The state’s top lawmaker, state Senate President Stephen Sweeney, said Monday that he’s opposed to a bill that would simply fine those caught with small amounts of pot, similar to traffic offenses.
“I really don’t have an interest in it,” Sweeney, D-Gloucester, told NJ Advance Media. “I don’t see it moving forward at this time. You’re basically legalizing something that’s not legal now. If you’re gonna do it, do it right. Regulate it and manage it properly.”
Politico New Jersey was the first to report on Sweeney’s stance.
Gov. Phil Murphy, a Democrat, has vowed to legalize marijuana to generate new tax revenue and cut down on incarceration, especially of minorities. Sweeney is also a proponent of legal weed.

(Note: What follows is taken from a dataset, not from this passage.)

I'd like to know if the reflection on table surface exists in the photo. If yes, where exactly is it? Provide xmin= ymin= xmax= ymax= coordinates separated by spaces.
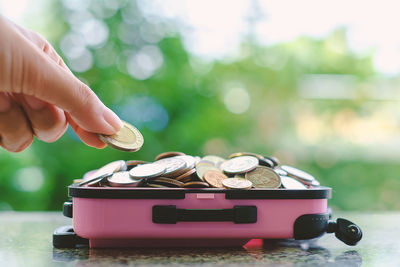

But many Democrats and Republicans are either against or undecided on the idea. The decriminalization bill — sponsored by state Sens. Ronald Rice, D-Essex, and Robert Singer, R-Ocean — is a compromise from those who are opposed.
Under the measure, a person caught with less than 10 grams of cannabis would face a fine of $100 the first time, $200 for the second offense, and and $500 for future violations.
Currently, offenders are subject to six months in jail, a $500 fine, or both.
State Assembly Minority Leader Jon Bramnick, R-Union, said Monday he supports the measure “100 percent.”
“No one should be a convicted criminal and not be able to get a job because they had a small amount of marijuana,” Bramnick said.
But both the Senate and Assembly would have to approve decriminalization for it to move forward. And if Sweeney won’t post the bill, that means it won’t advance.
State Senate Minority Leader Tom Kean Jr., R-Union, said Monday the Republican caucus in the state Legislature does not have a stance as a whole on legal pot.
But Singer suggested another avenue: asking voters in a referendum whether to legalize pot.
“If they’re so assured this is a positive thing for the state of New Jersey, if they’re so assured that people want to do it, let’s put it on the ballot,” Singer said. “Let’s see it.”
“They won’t do that, though,” he added. “They’re afraid of it.”
Asked if the Republican caucus is on board with a referendum, Kean said: “We’re going to look at that.”
Sweeney said he has to talk to state Sen. Nicholas Scutari, D-Union, about whether a referendum is a good idea. Scutari is the main Senate sponsor of the legal marijuana bill.
“The only problem with a referendum is: If you make mistakes and you need to make changes, the only way you can make changes is through a referendum,” Sweeney said. “It makes it too rigid.”
“If you do it legislatively, you have the ability to move quickly to fix it.” he added.
Scutari did not immediately return a message seeking comment.